Pere et fils.

Pere et fils.
Ce soir, alors que le monde s'endormait une fois de plus dans les méandres de la folie, je murmurais au creux de tes reins que je ne serais pas la demain. Oui, j'ai d'autres choses de prévues. Je pars en croisade, sillonant les plaines a la recherche de résquilleur, et armé de ma seule guitare. Armé de 3 accords un peu vague, de paroles qui attérissent sur mes papilles, que je modèle avant de les renvoyer à la folie du monde.

Oubliez dès a présent vos idéaux, vos héros et vos idées vendues. Brulez vos livres, manger vos philosophes préférés. Tout ce que vous avez appris est faux. J'ai fini par comprendre que mes convictions ne se trouvaient pas dans les livres que je lisais, que je n'trouverais pas un concept de vie dans aucun de ces stupides bouquins.
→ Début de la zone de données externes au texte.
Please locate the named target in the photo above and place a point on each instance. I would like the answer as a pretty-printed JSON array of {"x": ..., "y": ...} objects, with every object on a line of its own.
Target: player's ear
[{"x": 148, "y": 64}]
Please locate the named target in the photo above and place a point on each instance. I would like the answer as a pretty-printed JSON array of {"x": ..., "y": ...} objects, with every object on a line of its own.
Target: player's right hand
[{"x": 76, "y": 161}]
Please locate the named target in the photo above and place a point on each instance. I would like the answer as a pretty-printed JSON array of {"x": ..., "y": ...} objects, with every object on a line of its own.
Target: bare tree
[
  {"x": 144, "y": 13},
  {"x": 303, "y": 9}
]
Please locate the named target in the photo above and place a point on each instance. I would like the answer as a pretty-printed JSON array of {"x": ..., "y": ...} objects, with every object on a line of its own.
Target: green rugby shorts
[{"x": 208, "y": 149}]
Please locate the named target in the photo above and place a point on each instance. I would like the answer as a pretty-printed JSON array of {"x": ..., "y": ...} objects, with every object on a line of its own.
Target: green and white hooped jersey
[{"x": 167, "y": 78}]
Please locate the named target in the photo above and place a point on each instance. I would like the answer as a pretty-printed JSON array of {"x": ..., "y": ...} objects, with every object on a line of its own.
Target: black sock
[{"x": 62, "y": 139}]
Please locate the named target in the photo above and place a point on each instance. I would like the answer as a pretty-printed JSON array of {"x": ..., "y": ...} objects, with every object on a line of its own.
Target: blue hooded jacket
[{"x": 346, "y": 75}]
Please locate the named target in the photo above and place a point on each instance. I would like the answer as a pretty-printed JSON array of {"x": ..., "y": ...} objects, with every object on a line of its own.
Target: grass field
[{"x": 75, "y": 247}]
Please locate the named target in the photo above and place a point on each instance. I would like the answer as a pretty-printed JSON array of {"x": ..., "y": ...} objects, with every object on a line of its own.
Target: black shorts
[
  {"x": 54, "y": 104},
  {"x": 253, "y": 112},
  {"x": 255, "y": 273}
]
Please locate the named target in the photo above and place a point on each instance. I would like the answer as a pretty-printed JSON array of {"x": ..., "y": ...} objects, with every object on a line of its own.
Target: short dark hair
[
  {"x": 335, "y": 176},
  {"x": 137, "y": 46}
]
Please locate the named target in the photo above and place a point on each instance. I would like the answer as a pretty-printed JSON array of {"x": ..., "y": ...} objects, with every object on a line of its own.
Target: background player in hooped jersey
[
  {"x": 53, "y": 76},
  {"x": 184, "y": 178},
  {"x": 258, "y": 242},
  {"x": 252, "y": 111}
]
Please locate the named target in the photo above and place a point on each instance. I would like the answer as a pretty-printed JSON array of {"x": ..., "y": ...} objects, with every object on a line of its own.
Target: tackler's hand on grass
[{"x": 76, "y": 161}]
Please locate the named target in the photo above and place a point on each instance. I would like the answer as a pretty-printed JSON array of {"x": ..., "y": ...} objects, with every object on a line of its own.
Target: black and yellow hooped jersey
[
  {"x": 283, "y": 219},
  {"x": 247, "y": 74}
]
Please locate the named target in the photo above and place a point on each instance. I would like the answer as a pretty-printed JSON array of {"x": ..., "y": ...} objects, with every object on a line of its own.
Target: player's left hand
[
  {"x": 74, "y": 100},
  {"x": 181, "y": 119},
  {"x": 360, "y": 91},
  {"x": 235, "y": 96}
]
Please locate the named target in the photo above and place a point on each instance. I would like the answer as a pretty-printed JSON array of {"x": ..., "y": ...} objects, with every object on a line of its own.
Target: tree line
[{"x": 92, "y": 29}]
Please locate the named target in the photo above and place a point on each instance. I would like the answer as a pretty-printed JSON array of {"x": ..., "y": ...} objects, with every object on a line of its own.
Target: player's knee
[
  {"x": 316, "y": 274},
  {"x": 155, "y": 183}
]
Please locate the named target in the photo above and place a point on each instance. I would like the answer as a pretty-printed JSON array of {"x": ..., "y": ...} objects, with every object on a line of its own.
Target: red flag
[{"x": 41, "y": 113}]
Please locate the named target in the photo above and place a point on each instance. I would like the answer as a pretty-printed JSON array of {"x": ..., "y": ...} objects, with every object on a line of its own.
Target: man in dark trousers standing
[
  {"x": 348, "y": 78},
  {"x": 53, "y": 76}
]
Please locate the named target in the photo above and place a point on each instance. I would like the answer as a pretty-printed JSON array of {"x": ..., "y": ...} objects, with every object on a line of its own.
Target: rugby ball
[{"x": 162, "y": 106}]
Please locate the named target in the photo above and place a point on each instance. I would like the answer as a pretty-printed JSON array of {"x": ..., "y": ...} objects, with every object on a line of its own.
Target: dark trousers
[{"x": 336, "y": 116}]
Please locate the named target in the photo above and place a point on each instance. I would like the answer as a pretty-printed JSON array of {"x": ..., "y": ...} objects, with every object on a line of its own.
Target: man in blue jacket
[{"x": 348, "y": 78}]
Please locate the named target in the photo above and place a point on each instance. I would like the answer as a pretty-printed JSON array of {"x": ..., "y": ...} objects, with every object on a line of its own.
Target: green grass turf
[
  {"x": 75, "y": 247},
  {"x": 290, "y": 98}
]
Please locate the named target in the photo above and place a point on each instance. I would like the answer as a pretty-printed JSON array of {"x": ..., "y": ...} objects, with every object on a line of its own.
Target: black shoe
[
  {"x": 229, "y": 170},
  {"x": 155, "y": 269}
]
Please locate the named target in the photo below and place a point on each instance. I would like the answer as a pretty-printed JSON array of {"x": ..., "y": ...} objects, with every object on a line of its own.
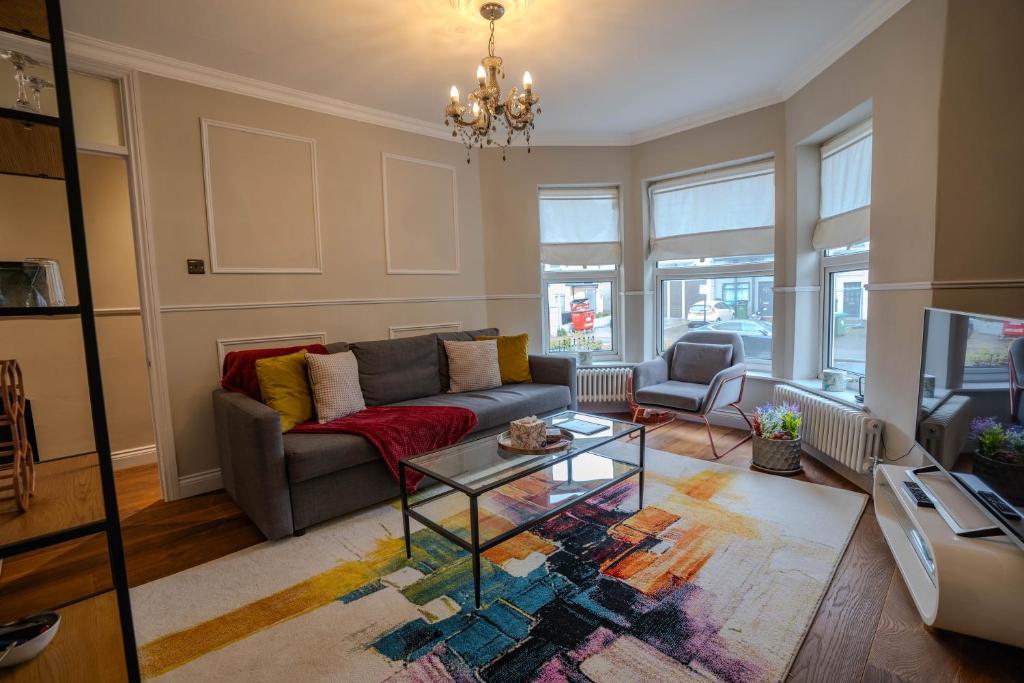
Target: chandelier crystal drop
[{"x": 477, "y": 121}]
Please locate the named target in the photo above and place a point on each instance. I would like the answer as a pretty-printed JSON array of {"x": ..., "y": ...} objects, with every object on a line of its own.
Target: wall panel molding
[
  {"x": 215, "y": 265},
  {"x": 190, "y": 307},
  {"x": 226, "y": 345},
  {"x": 394, "y": 331},
  {"x": 389, "y": 240}
]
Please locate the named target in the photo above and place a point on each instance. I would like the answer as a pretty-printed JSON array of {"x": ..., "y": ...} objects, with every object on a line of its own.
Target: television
[{"x": 971, "y": 415}]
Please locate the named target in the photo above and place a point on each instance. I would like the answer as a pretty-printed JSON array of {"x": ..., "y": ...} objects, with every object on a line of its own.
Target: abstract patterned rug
[{"x": 718, "y": 578}]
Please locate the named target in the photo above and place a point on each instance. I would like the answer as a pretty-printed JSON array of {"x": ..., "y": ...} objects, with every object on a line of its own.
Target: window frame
[
  {"x": 581, "y": 278},
  {"x": 585, "y": 275},
  {"x": 764, "y": 269},
  {"x": 829, "y": 266}
]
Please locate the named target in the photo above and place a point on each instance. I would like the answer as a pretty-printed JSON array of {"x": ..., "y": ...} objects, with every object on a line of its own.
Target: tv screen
[{"x": 971, "y": 417}]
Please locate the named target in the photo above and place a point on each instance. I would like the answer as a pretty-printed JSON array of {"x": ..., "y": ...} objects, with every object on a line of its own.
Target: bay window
[
  {"x": 713, "y": 237},
  {"x": 581, "y": 254},
  {"x": 842, "y": 235}
]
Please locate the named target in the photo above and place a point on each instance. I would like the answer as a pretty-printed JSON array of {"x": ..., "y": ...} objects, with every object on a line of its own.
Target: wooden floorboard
[{"x": 866, "y": 628}]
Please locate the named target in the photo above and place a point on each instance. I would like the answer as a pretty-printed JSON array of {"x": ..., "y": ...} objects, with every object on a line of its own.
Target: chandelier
[{"x": 476, "y": 122}]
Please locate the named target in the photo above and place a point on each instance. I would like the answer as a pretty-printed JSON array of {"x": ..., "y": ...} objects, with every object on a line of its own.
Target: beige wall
[
  {"x": 199, "y": 310},
  {"x": 34, "y": 222},
  {"x": 980, "y": 229}
]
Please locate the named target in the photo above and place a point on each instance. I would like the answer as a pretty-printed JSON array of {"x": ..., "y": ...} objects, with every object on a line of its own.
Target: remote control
[
  {"x": 919, "y": 495},
  {"x": 1000, "y": 506}
]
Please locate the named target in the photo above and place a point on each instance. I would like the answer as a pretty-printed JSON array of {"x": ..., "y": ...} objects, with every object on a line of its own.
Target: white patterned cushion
[
  {"x": 473, "y": 366},
  {"x": 335, "y": 379}
]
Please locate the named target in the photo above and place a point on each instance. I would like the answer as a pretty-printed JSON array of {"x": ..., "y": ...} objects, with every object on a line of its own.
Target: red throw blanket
[
  {"x": 401, "y": 431},
  {"x": 240, "y": 368}
]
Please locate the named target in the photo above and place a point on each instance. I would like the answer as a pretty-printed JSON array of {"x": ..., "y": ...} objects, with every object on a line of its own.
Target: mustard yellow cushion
[
  {"x": 285, "y": 386},
  {"x": 513, "y": 358}
]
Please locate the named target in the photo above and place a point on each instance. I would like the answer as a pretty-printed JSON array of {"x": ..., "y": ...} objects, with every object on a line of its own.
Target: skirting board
[
  {"x": 143, "y": 455},
  {"x": 201, "y": 482}
]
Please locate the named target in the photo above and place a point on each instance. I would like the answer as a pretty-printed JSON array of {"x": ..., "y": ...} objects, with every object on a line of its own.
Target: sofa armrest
[
  {"x": 649, "y": 373},
  {"x": 725, "y": 388},
  {"x": 252, "y": 461},
  {"x": 555, "y": 370}
]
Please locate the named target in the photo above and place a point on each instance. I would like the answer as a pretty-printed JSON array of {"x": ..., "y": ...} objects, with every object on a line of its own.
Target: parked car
[
  {"x": 712, "y": 312},
  {"x": 757, "y": 336}
]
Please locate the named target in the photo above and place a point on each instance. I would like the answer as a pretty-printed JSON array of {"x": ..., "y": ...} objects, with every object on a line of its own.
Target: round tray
[{"x": 559, "y": 443}]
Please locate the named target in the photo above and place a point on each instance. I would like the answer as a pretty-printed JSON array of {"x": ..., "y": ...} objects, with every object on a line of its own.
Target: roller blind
[
  {"x": 580, "y": 226},
  {"x": 846, "y": 189},
  {"x": 728, "y": 212}
]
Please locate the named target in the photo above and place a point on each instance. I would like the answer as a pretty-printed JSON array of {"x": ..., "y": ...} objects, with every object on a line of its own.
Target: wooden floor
[{"x": 866, "y": 628}]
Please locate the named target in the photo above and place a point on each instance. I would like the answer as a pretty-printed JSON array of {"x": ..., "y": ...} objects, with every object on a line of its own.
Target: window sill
[{"x": 814, "y": 386}]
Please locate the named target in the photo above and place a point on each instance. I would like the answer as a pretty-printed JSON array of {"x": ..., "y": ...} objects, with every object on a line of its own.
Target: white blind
[
  {"x": 580, "y": 226},
  {"x": 729, "y": 212},
  {"x": 846, "y": 189}
]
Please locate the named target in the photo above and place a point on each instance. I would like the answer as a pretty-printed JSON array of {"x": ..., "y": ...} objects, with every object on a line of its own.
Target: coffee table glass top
[{"x": 479, "y": 465}]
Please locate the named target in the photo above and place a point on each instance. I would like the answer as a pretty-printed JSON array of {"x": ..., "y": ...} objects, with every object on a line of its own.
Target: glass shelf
[
  {"x": 30, "y": 117},
  {"x": 37, "y": 311},
  {"x": 68, "y": 503}
]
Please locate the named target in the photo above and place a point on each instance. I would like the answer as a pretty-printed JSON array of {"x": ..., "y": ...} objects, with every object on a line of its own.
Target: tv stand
[{"x": 969, "y": 582}]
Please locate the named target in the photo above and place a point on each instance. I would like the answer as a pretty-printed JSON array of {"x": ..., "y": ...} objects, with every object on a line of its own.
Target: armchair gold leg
[{"x": 711, "y": 437}]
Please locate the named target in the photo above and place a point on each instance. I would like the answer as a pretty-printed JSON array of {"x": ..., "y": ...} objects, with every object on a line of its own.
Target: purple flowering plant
[{"x": 779, "y": 422}]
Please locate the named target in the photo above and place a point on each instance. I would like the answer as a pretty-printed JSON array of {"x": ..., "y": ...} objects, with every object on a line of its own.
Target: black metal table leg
[
  {"x": 474, "y": 523},
  {"x": 643, "y": 451},
  {"x": 404, "y": 509}
]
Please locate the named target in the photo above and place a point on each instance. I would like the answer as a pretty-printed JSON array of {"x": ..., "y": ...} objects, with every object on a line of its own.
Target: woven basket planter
[
  {"x": 1006, "y": 478},
  {"x": 776, "y": 456}
]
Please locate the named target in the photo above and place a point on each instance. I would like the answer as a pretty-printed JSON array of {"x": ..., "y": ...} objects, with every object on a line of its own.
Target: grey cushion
[
  {"x": 396, "y": 370},
  {"x": 456, "y": 336},
  {"x": 698, "y": 363},
  {"x": 502, "y": 404},
  {"x": 681, "y": 395},
  {"x": 309, "y": 456}
]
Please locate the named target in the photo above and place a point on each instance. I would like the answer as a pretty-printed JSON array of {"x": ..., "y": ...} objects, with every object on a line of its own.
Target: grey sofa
[{"x": 286, "y": 482}]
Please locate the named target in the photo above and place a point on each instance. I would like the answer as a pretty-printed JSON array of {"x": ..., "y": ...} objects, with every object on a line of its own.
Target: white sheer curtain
[
  {"x": 729, "y": 212},
  {"x": 846, "y": 189},
  {"x": 580, "y": 226}
]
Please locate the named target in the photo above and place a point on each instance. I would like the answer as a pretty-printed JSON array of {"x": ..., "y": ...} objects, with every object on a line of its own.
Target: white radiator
[
  {"x": 851, "y": 436},
  {"x": 602, "y": 385}
]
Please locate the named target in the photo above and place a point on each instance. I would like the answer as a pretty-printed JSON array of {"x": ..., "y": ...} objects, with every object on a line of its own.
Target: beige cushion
[
  {"x": 473, "y": 366},
  {"x": 335, "y": 380}
]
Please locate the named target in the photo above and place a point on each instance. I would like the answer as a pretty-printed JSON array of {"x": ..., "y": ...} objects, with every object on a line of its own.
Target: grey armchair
[{"x": 705, "y": 379}]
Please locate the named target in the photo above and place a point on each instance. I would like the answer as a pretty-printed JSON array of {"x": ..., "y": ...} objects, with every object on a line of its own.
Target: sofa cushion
[
  {"x": 473, "y": 366},
  {"x": 698, "y": 363},
  {"x": 309, "y": 456},
  {"x": 396, "y": 370},
  {"x": 456, "y": 336},
  {"x": 681, "y": 395},
  {"x": 285, "y": 387},
  {"x": 501, "y": 406}
]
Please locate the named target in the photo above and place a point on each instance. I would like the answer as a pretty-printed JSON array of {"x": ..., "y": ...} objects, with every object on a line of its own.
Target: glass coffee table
[{"x": 531, "y": 487}]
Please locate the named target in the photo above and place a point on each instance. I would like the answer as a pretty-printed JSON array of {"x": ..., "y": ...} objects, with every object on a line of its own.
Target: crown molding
[
  {"x": 708, "y": 117},
  {"x": 96, "y": 50},
  {"x": 878, "y": 13}
]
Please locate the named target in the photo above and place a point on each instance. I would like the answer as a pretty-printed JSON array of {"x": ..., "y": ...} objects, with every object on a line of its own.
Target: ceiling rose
[{"x": 477, "y": 121}]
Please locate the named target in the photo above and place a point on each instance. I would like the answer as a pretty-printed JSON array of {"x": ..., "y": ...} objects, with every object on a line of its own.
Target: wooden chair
[{"x": 18, "y": 477}]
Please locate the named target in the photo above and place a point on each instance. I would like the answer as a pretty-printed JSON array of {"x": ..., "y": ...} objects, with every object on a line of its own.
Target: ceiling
[{"x": 606, "y": 71}]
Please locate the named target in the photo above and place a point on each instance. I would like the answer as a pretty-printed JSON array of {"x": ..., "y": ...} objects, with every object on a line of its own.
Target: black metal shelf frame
[{"x": 110, "y": 524}]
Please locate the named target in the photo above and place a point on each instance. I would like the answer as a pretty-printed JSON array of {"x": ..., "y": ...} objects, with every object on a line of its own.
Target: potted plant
[
  {"x": 776, "y": 438},
  {"x": 998, "y": 460}
]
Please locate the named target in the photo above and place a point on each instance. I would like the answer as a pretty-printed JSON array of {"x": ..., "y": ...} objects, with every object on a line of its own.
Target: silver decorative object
[{"x": 19, "y": 60}]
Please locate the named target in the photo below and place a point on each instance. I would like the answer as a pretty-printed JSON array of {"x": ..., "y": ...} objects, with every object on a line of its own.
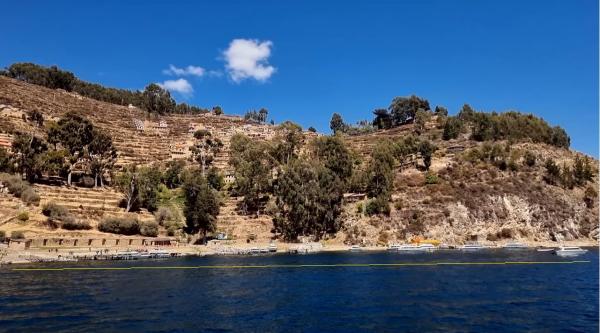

J'ai aussi compris que bien des hommes s'évertuent a rendre ce monde meilleur qu'il n'est, pour rien. Ils n'ont pas compris l'intêret de leur travaux. Ils n'ont pas compris que la seule chose qui ramène un état de pleinitude, qui a une portée universelle est la musique.
Et de la musique dépendent les gouts, les humeurs, les mentalitées. Alors sortez de vos bibliothèques misérables rats ! Passez chez le disquaire & optez pour Wild Horses des Rolling stones. Inserez le vinyle sur le phonographe et laissez vous transporter.

Vous voyez, vous en savez dorénavant plus sur la nature humaine que l'homme de néandertal qui n'avait pas encore inventé le phono.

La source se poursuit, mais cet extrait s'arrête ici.